Friday, January 04, 2008

Stuff a Duck

I hope everyone had a nice Holiday!

Mine was made that much nicer by the presence of a roasted duck on Christmas Day. (I have to thank Migrainer for her advice to prick the skin thoroughly and often as it roasts.) This duck rendered like nothing I've ever seen. It had enough fat pad to fly across the Arctic (Oops! New Years' Resolution #3: No more hyperbole.) ... enough fat pad to fly across a few pretty, snow-covered, Pennsylvania pastures.

I wasn't going to stuff it. FRE requested that it be stuffed. I didn't want to use a bread stuffing. I was considering a brown-and-wild-rice mix. FRE requested barley. Barley. FRE is not on board with whole, hulled barley yet. What was that he called it? "Like pebbles in water"? Something like that. (He's not far off, but this is a good place to mention that my fasting BG was 78 mg/dl a few days ago. I owe it to pebbles in water.) I compromised by using a quick-cooking, pearled (and it looks like rolled) barley. It was delish.


1/2 cup uncooked barley (quick-cooking, pearled)
1/2 of a large yellow onion, diced (or a whole small)
1 or 2 cloves garlic, thinly sliced
1 stalk celery, diced
2 or 3 tablespoon diced, dried apricots
2 or 3 tablespoons raisins
2 or 3 tablespoons vermouth, maybe 4, and some to sip
1 or 2 tablespoons olive oil
Spices (Your choice. See below for my choice.)

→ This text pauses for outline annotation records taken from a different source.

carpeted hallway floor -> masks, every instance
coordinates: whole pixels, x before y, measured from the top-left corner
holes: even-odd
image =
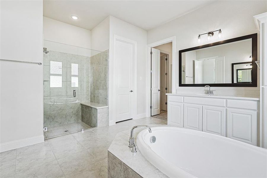
[[[155,118],[167,120],[167,111],[161,110],[159,114],[151,116]]]

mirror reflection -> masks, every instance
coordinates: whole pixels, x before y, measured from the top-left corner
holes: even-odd
[[[251,82],[252,41],[182,53],[182,84]]]

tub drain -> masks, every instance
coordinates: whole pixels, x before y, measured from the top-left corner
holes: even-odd
[[[156,142],[156,137],[153,136],[150,137],[150,142],[154,143]]]

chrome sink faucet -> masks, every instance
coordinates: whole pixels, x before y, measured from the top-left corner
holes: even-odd
[[[206,90],[206,87],[209,87],[208,90]],[[204,87],[204,90],[205,91],[205,94],[207,95],[213,95],[213,91],[216,90],[210,90],[210,87],[209,85],[205,85]]]
[[[133,130],[136,128],[138,127],[146,127],[148,129],[148,131],[149,133],[151,133],[151,128],[149,126],[147,125],[136,125],[134,126],[132,128],[131,130],[131,136],[130,136],[130,138],[129,140],[129,147],[130,148],[132,148],[132,152],[133,153],[136,153],[136,145],[135,143],[135,138],[133,136]]]

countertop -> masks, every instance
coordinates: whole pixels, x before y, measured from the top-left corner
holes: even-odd
[[[148,125],[151,127],[173,126],[160,125]],[[138,132],[143,130],[140,129],[138,130]],[[137,131],[135,131],[135,136],[134,137],[135,138],[137,135]],[[131,151],[132,149],[128,147],[129,137],[128,135],[125,135],[120,136],[116,136],[111,144],[108,150],[143,177],[169,177],[155,167],[143,156],[138,149],[138,145],[137,145],[137,152],[134,153],[132,152]]]
[[[200,98],[221,98],[231,99],[248,100],[255,101],[260,101],[259,96],[230,96],[225,95],[209,95],[205,94],[194,93],[166,93],[167,95],[180,96],[191,96]]]

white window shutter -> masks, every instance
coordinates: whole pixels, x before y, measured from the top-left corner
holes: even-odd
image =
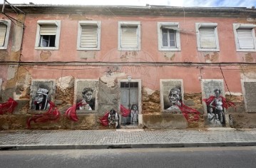
[[[121,47],[137,48],[138,47],[138,27],[121,27]]]
[[[200,28],[200,42],[203,48],[216,48],[215,28]]]
[[[7,26],[6,26],[5,24],[0,24],[0,46],[4,46],[6,28]]]
[[[255,48],[252,29],[237,29],[237,33],[240,49]]]
[[[40,35],[56,35],[57,32],[57,26],[56,25],[41,25]]]
[[[97,47],[97,26],[81,26],[81,47]]]

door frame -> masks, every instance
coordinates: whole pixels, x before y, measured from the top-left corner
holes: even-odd
[[[141,79],[118,79],[118,86],[119,86],[119,99],[118,99],[118,107],[121,105],[121,83],[138,83],[138,125],[142,126],[143,124],[143,117],[142,117],[142,103],[141,103]],[[118,109],[120,113],[120,108]]]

1   Cook the barley according to package directions. Let cool.

Note: Bring 1 cup of water to a boil. Add a dash of salt. Add 1/2 cup barley. Turn heat to lowest setting. Cover (leave lid open a crack) and simmer for 15 minutes. Cover completely and let rest for 10 additional minutes. (I used Mother's Barley because that's all I could find. Not an endorsement, but not a bad quick-cooking barley.)

2   Sauté onion in olive oil for about 5 minutes until translucent but not browned. Add garlic and celery and sauté for an additional 5 minutes. Turn off heat. Add spices and allow them to bloom in the warm oil for a few minutes.

I used the following spices, and probably some others that I can't recall. I went a little spice-wild.
  • 1/4 teaspoon salt
  • Few grinds black pepper
  • 1/4 teaspoon dried thyme
  • 1/4 teaspoon dried crushed rosemary
  • 1/4 teaspoon dried parsley
  • 1/8 teaspoon dried sage
  • 1/8 teaspoon red pepper flakes
  • 1/8 teaspoon ground onion
  • 1/8 teaspoon smoked paprika
3   Combine barley, sautéed vegetables, apricots, raisins and vermouth in a large bowl.

Note: Hold back a little vermouth to deglaze the pan (not a reduction, just a few swirls) and pour pan drippings into stuffing. Sip vermouth as pan deglazes.

4   Stuff your duck.

Note: The spirit of Christmas Day must have been shining on my stuffing construction because this recipe perfectly filled the cavity of my 5.5 pound Peking duckling. That never happens. I always have either not enough or some left over.

Photos: Homegrown. The photo at the top is of my stuffing before it went into the bird. With a few tweaks, this could be enjoyed as a cold barley salad in its own right. Maybe. The photo at the bottom is of my stuffing after it steamed inside a duck cavity for 4.5 hours at 300 degrees F. The barley stayed nicely intact, the raisins and apricots plumped up, and the whole dish gave off an aroma of spicy, roasted poultry. Mmmmmm.